Viele Menschen, die an MS erkrankt seien, zögen sich zurück und machten ihre Krankheit auch nicht öffentlich. Schotter möchte sie gerne ermutigen und hofft, für eine neue Sportgruppe beim Osterather Turnverein für an Parkinson erkrankten Menschen Mitstreiter zu finden. Schön fände sie auch, wenn andere Interessierte mitmachen.

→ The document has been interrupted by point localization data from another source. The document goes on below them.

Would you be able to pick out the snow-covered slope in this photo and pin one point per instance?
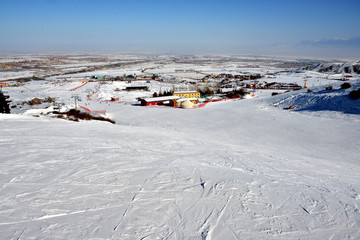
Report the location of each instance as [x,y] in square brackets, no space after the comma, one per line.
[234,170]
[320,99]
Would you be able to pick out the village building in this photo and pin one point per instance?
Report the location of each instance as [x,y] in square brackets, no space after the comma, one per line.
[166,100]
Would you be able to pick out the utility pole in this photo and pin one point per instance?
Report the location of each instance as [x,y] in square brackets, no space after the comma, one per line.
[76,97]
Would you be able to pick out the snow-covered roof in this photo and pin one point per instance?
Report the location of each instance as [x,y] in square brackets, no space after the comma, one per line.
[186,92]
[165,98]
[184,99]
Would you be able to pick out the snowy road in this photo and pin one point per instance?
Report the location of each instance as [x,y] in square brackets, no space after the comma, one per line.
[235,170]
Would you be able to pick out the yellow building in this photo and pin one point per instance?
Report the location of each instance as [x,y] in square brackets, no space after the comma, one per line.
[187,94]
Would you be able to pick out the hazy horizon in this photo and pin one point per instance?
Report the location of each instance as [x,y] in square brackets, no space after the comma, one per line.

Die schwere Krankheit geht
einher mit Stimmungstiefs
Natürlich hat auch Schotter immer wieder Zeiten, in denen sie sich zurückzieht und lieber nicht auf der Straße gefragt werden möchte, wie es ihr geht. Aber ihr ist es wichtig, trotz der Krankheit unter Menschen zu gehen. Sie ist auf Facebook aktiv und mit anderen an MS Erkrankten im Austausch. Wenn sie erlebt, dass ein Mann, der nur noch liegen kann, schöne Fotos postet und ein Bilderrätsel einstellt, dann begeistert sie das: „Das ist so positiv.“ Und sie selbst lässt ihre Facebook-Freunde mit viel Humor an ihrem Alltag teilhaben: „Tataaa!!! Der einfache Deckenlifter ohne Elektroantrieb wurde bewilligt.“
Eines allerdings hat sie sich abgewöhnt: Auf die Frage, wie geht es dir, zu sagen „gut“. „Das habe ich einige Male gemacht, und in der Woche darauf ging es mir schlecht. Ich sage jetzt lieber: ,Mir geht es heute nicht schlecht’“, erzählt sie. Und Schotter weiß, was ihr gut tut: kräftige Farben, wie bei einem Tuch in leuchtenden Rot- und Orangetönen, und ein T-Shirt mit einem schönen Mottospruch darauf. Eines mag sie ganz besonders: „I’ll never roll alone“ (Ich rolle nicht alleine) steht darauf. Das haben ihr ihre Kinder geschenkt.